VNR Overview#
The VNR (Voice to Noise Ratio) estimator predicts the signal to noise ratio of a speech signal in noise, using a pre-trained neural network. The VNR neural network model outputs a value between 0 and 1, with 1 indicating the strongest speech, and 0, the weakest speech compared to noise in a frame of audio data.
The VNR module processes VNR_FRAME_ADVANCE new audio pcm samples every frame. The time domain input is transformed to frequency domain using a 512 point DFT. A MEL filterbank is then applied to compress the DFT output spectrum into fewer data points. The MEL filter outputs of VNR_PATCH_WIDTH most recent frames are normalised and fed as input features to the VNR prediction model which runs an inference over the features to output the VNR estimate value.

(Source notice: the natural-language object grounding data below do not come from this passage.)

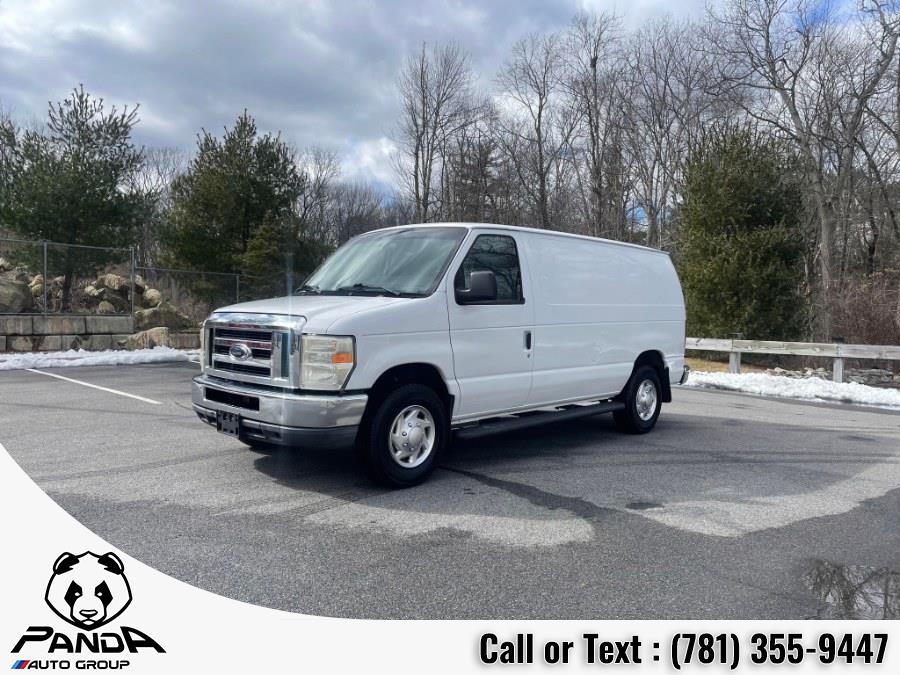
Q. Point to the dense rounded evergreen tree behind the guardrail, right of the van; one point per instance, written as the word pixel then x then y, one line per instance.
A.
pixel 741 250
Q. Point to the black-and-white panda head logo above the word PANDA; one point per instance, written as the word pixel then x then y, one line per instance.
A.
pixel 88 590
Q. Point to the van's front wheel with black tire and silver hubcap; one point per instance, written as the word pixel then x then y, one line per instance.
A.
pixel 407 433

VNR estimations can be very helpful in voice processing pipelines. Applications for VNR include intelligent power management, control of adaptive filters for reducing noise sources and improved performance of AGC (Automatic Gain Control) blocks that provide a more natural listening experience.

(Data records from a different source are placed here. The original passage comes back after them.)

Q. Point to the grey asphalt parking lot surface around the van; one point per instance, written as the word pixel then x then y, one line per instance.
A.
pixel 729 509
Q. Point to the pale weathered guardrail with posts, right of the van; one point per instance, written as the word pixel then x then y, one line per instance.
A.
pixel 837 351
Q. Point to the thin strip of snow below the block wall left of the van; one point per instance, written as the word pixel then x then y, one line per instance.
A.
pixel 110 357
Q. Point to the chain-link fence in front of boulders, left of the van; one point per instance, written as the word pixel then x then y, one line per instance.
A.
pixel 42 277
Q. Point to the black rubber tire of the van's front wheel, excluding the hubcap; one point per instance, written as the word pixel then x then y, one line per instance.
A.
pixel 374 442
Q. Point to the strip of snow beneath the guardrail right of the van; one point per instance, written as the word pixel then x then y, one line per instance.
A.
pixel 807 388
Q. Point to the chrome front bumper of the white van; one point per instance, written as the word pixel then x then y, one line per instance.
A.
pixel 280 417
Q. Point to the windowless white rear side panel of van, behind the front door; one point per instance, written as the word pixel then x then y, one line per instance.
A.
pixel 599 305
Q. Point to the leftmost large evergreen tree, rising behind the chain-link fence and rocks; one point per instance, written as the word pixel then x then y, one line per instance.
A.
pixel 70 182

The VNR API is split into 2 parts; feature extraction and inference. This is done to allow multiple sets of features to use the same inference engine. The VNR feature extraction is further split into 2 parts; a function to form the input frame that the feature extraction can run on, and a function to do the actual feature extraction. The function for forming the input frame starts from VNR_FRAME_ADVANCE new pcm samples and creates the DFT output that is used as input to the MEL filterbank. This has been separated from the rest of the feature extraction to support cases where the VNR might be using the DFT output computed in another module for extracting features.

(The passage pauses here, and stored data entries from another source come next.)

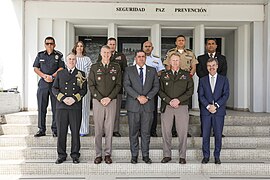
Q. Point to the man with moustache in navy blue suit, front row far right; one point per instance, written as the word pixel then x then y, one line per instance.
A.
pixel 213 94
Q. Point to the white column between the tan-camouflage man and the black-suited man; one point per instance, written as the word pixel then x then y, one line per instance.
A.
pixel 198 49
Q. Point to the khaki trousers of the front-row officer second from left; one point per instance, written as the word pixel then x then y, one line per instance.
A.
pixel 104 123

The pre-trained, optimised for XCORE TensorFlow Lite model, that is used for VNR inference has been compiled as part of the VNR inference static library. There’s no support for providing a new model to the inference engine at run time.
Before starting the feature extraction, the user must call vnr_input_state_init()
and vnr_feature_state_init()
to initialise the form input frame and feature extraction state. Before starting inference, the user must call vnr_inference_init()
to initialise the inference engine.
There are no user configurable parameters within the VNR and so no arguments are required and no configuration structures need be tuned.
Once the VNR is initialised, the vnr_form_input_frame()
, vnr_extract_features()
and vnr_inference()
functions should be called on a frame by frame basis.